But inspite (sic) of that averment no attempt was made by plaintiffs’ counsel to amend the capacity of the parties until during his reply to the submissions of applicants’ counsel. It was too late in the day to make the application which was apparently intended to prejudice the applicants.”

He then said that the misjoinder was improper and went further to add that the suit was “incompetent for misjoinder of parties”.

I cannot help saying, with due respect, that the learned trial Judge was in error.

It is plain from the facts of this case that the 1st and 2nd appellants representing themselves and the Onicha Amairi Autonomous Community Council of Ndi Nze are challenging the Onicha Town Union in the manner they allegedly altered the constitution of the community and made it possible fur the 1st respondent to be given recognition as the Traditional Ruler of the community. Indeed, it is averred that the 1st and 2nd respondents manipulated the situation under the aegis of the Onicha Town Union against the wishes and interests of the Community Council of Ndi Nze which the 1st and 2nd appellants represent in this suit.

I think it is common sense that the 1st and 2nd appellants thereby excepted themselves from the interest being defended by the said Onicha Town Union. Parties can only sue or defend in a representative capacity in a suit in which they have the same or common interest respectively. The omission by the 1st and 2nd appellants to expressly except themselves in this suit from the Union by indicating this on the writ of summons and the statement of claim (if that was necessary) is a mere technicality which cannot be permitted to stand in the way of doing substantial justice: see Amadike v. Govermor State (1993) 2 NWLR (Pt. 275) 302 at 316. In my view, it is like pressing that if a member of a community or unregistered association in his personal capacity sues that community or association in its representative capacity, unless he specifically inserts on the writ of summons something to the effect that the defendant community or association excludes himself, his action is incompetent.

That will no doubt be tantamount to pressing a ridiculous point.

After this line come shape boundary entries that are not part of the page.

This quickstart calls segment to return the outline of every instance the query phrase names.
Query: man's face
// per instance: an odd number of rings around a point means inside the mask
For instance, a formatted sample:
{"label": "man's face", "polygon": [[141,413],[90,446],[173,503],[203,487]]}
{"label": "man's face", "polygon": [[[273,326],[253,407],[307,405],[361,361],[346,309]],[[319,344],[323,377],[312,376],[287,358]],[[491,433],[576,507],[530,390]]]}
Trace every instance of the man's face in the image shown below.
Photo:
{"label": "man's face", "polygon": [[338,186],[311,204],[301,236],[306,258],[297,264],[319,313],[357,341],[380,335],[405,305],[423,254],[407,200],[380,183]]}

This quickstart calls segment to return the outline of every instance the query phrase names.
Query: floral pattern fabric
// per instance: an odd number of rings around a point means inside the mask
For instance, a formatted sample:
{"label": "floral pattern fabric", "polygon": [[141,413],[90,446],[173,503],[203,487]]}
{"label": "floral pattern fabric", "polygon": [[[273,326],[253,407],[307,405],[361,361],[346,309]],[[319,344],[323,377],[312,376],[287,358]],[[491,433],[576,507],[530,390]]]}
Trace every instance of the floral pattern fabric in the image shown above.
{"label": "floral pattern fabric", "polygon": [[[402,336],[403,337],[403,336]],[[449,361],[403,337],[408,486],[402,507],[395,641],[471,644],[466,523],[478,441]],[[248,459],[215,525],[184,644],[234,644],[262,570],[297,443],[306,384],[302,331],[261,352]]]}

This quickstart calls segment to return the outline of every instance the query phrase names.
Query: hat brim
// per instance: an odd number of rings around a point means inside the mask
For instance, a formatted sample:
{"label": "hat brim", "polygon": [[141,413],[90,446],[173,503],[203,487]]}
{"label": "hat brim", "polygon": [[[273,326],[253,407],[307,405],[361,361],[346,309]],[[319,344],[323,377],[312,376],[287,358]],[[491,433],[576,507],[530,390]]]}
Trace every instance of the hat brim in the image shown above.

I think it must be taken that when the real representative capacity in which an action brought in a personal capacity by a member or members of a community or association against that community or association is expected to be defended is reasonably clear or inferable in the absence of that member or members so expressly excepting themselves from the defendant community or association on the writ of summons, that omission (if it may be so described),can either be ignored by the court, or permitted to be amended at any stage should that be considered necessary. Hence, it is aptly said that the rule regarding representative proceedings is a rule or convenience which requires a flexible and broad approach and not treated as being a rigid matter of principle: see Anatogu v. Attorney-General of East Central State of Nigeria (1976) 10 N.S.C.C. 679 at 685-686; Obiode v. Orewere (1982) 12 N.S.C.C. 44 at 47.I am satisfied that the learned trial Judge did not justifiably strike out the appellants’ suit. I hold that this appeal has merit. It is accordingly allowed and the striking out order of 28 July, 1994 is set aside. It is ordered that the suit be relisted for hearing before another Judge and that the parties be at liberty to amend their processes as maybe considered necessary and proper. I award costs of N2,000.00 against each set of respondents in favour of the 1st and 2nd appellants.